Stress Testing of Quetiapine Fumarate by a Chemometric Assisted Multi-Component Ion-Interaction System
- *Corresponding Author:
- Suryakanta Swain
College of Pharmacy
Southern Institute of Medical Sciences
Mangaldas Nagar, Vijyawada Road
Guntur-522001, Andhra Pradesh, India
E-mail: [email protected]
Received Date: April 14, 2017; Accepted Date: April 27, 2017; Published Date: May 05, 2017
Citation: Swain S, Sahu PK (2017) Stress Testing of Quetiapine Fumarate by a Chemometric Assisted Multi-Component Ion-Interaction System. Pharm Regul Aff 6:188. doi: 10.4172/2167-7689.1000188
Copyright: © 2017 Swain S, et al.
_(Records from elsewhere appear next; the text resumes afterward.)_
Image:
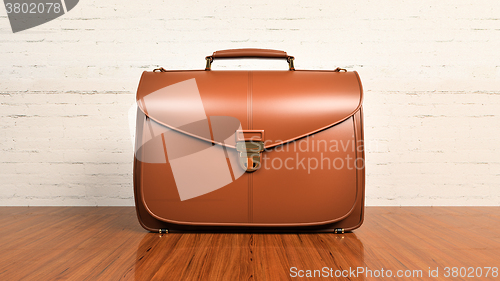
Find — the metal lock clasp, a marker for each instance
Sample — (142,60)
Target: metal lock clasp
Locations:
(249,144)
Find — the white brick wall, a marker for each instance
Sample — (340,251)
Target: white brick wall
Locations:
(430,69)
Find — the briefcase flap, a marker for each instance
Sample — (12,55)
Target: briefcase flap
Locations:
(285,105)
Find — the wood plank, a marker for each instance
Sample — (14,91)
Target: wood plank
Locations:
(107,243)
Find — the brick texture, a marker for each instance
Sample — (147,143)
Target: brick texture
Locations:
(430,69)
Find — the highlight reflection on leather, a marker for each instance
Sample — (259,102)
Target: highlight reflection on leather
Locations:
(240,256)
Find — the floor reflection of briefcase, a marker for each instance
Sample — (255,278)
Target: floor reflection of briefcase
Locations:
(249,150)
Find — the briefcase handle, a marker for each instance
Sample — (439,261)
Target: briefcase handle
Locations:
(249,53)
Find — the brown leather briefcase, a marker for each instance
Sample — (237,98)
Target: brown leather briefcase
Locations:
(249,150)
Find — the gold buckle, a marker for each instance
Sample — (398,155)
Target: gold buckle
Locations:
(250,154)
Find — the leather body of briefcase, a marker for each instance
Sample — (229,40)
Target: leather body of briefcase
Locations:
(273,150)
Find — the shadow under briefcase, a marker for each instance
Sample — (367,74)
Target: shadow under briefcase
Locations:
(249,150)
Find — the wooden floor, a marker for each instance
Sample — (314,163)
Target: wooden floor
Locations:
(107,243)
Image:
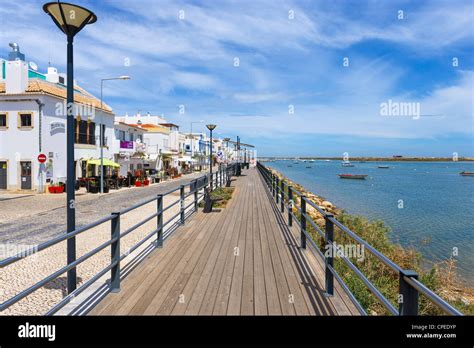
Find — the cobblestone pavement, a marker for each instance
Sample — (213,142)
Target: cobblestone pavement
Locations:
(28,271)
(35,219)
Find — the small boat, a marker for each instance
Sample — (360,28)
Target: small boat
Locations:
(347,164)
(353,176)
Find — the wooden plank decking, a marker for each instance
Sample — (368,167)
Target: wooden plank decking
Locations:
(243,260)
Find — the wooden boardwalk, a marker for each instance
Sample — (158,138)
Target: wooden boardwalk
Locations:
(242,260)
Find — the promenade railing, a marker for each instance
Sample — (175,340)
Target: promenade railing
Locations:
(409,286)
(195,189)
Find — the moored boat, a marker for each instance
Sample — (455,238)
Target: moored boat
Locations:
(353,176)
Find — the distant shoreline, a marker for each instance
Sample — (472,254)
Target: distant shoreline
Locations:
(375,159)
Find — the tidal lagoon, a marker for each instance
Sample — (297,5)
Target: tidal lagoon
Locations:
(427,205)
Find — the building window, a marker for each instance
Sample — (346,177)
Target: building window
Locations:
(25,120)
(121,135)
(103,141)
(4,120)
(84,132)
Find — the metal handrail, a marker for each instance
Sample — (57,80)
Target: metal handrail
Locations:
(220,176)
(408,279)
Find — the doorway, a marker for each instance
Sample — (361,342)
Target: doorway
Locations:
(3,175)
(25,175)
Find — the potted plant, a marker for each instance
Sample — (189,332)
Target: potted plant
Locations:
(93,186)
(52,188)
(60,188)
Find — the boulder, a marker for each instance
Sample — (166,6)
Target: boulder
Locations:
(327,204)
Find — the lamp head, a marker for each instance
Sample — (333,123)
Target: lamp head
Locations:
(69,18)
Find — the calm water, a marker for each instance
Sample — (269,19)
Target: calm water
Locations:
(438,203)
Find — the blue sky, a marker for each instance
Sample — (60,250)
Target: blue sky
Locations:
(290,55)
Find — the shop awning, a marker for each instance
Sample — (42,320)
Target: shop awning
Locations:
(106,163)
(152,157)
(186,159)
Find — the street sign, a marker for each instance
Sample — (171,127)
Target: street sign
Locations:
(41,158)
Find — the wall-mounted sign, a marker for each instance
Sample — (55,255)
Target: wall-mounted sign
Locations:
(41,158)
(124,144)
(57,127)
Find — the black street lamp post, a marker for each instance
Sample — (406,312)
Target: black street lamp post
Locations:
(211,127)
(70,19)
(239,168)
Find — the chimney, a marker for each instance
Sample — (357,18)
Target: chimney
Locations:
(52,75)
(16,70)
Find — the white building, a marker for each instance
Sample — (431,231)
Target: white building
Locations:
(129,147)
(33,121)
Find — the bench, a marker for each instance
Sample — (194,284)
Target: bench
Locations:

This is an open-access article distributed under the terms of the Creative Commons Attribution License, which permits unrestricted use, distribution, and reproduction in any medium, provided the original author and source are credited.
Classical experimental designs have been popularly employed in establishing robust analytical methods while achieving other advantages, viz., reduction in the number of experiments and hence lower reagent consumption and less laboratory work. To achieve optimum chromatographic condition, a computer-aided Box-Behnken Design (BBD) in ion-pairing stability-indicating RP-HPLC assay of quetiapinefumarate along with its stress related substances has been investigated here, proving to be an invaluable tool in ascertaining a reliable method. The study includes forced degradation of quetiapinefumarateunder acidic, alkaline, photo, oxidative and peroxide stress conditions followed by separation of degradation products. Critical factors including buffer pH, % organic phase (acetonitrile) and concentration of hexane sulphonate (ion-pairing reagent) susceptible to influence the separation (critical resolutions) and total analysis time were investigated by response surface methodology. The best optimal separation condition as obtained was observed on an enable C-18 column (250mm x 4.6mm i.d, 5μm particle size) using mobile phase composed of Phosphate buffer (pH 2.0) containing 0.002mM hexane sulphonate and acetonitrile (74.4:25.6 v/v) at a flow rate of 1.00ml/min. The eluents were observed at 220nm using a PDA detector. Further, the method was validated to ensure its reliability and other regulatory criteria are met.